То же самое видим мы и в “Горькой судьбине” Писемского. Прежде всего изложим со слов Анненкова историю этой комедии. Основа ее не была выдумана художником. Писемский столкнулся с изображенным в ней происшествием в 1848 году, будучи еще чиновником особых поручений при костромском губернаторе. Он держал в руках подлинное дело точно такого же содержания и в качестве следователя, командированного губернатором, сам принимал участие в его разборе. Комедия писалась им летом на даче, близ Петербурга, и случилось, что однажды автор ее встретился на прогулке с актером Мартыновым. Он зазвал его к себе в дом и прочел ему первые три действия комедии, тогда написанные. Знаменитый артист пришел в восторг от них и изумил Писемского, выразив намерение взять роль мужа, когда пьеса поступит на сцену. Тогда еще никто не мог угадать в Мартынове драматического призвания, и Писемский выразил свое сомнение; но великий комик настоятельно требовал предоставления ему роли Анания. Кажется, этого не случилось, и Мартынову суждено было посредством других и менее значительных ролей продемонстрировать присутствие в себе того патетического элемента, которым обладает всякий истинный комик. В заключение Мартынов спросил: “А как ты намерен окончить пьесу?” Писемский отвечал: “По моему плану Ананий должен сделаться атаманом разбойничьей шайки и, явившись в деревню, убить бурмистра”. “Вот, это не хорошо, – возразил Мартынов, – ты заставь его лучше вернуться с повинной головой и всех простить”. Писемский был поражен верностью этой мысли и буквально последовал ей. Так хорошо угадал знаменитый артист сущность пьесы, прозрел законный, необходимый исход ее чутьем истины, присущим всякому подлинному таланту.

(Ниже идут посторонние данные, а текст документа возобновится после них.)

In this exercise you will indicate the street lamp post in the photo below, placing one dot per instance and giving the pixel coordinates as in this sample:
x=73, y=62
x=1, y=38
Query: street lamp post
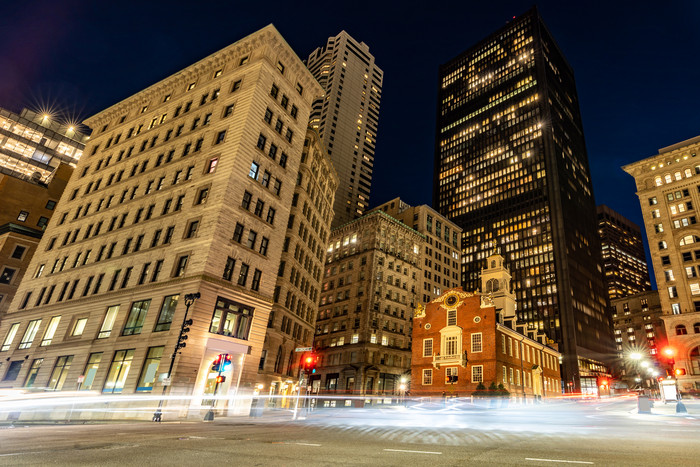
x=181, y=338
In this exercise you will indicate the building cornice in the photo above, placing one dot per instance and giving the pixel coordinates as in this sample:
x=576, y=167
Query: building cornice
x=265, y=37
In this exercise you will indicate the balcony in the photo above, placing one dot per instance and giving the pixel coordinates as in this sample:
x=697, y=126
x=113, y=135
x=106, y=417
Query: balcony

На первый взгляд может показаться, что в комедии “Горькая судьбина” народ в лице Анания с его цельной, непосредственной натурой и непоколебимо твердыми взглядами на жизнь и на людей чрезмерно превознесен по сравнению с барами, представителем которых является помещик Чехлов, полюбивший жену Анания, Лизавету. Но эта иллюзия происходит лишь оттого, что помещик выведен в комедии в слишком уж безобразном виде. Писемский и здесь не мог обойтись без своей обычной иронии. Перед вами не заурядный патриархальный крепостник-бабник, невозбранно пользующийся деревенскими красотками силою своей помещичьей власти. Чехлов – человек высшего образования, гнушающийся крепостного права и отрицающий его. Он не насильничает Лизавету, а воображает, что разыгрывает с нею роман в духе Жорж Санд, пылая к ней романтической страстью. Он и не замечает при этом, что при всех своих гуманностях он остается все тем же крепостником-насильником и его “свободная любовь” является “свободной любовью” волка к овечке. Верх же нравственного безобразия раскрывается перед нами в конце драмы, когда Чехлов, продолжая донкихотствовать в духе своих рыцарских идеалов, высказывает сожаление, что русские нравы и порядки мешают ему вызвать Анания на дуэль. Эта крайняя изломанность и отрешенность от жизни одного из последних могикан крепостного права производит и в настоящее время ошеломляющее впечатление. В эпоху же появления “Горькой судьбины” в печати и на сцене, в момент освобождения крестьян, впечатление это было еще в большей степени потрясающее. При взгляде на Чехлова глубоко чувствовалось, что час крепостного права пробил и дальнейшее существование его действительно немыслимо.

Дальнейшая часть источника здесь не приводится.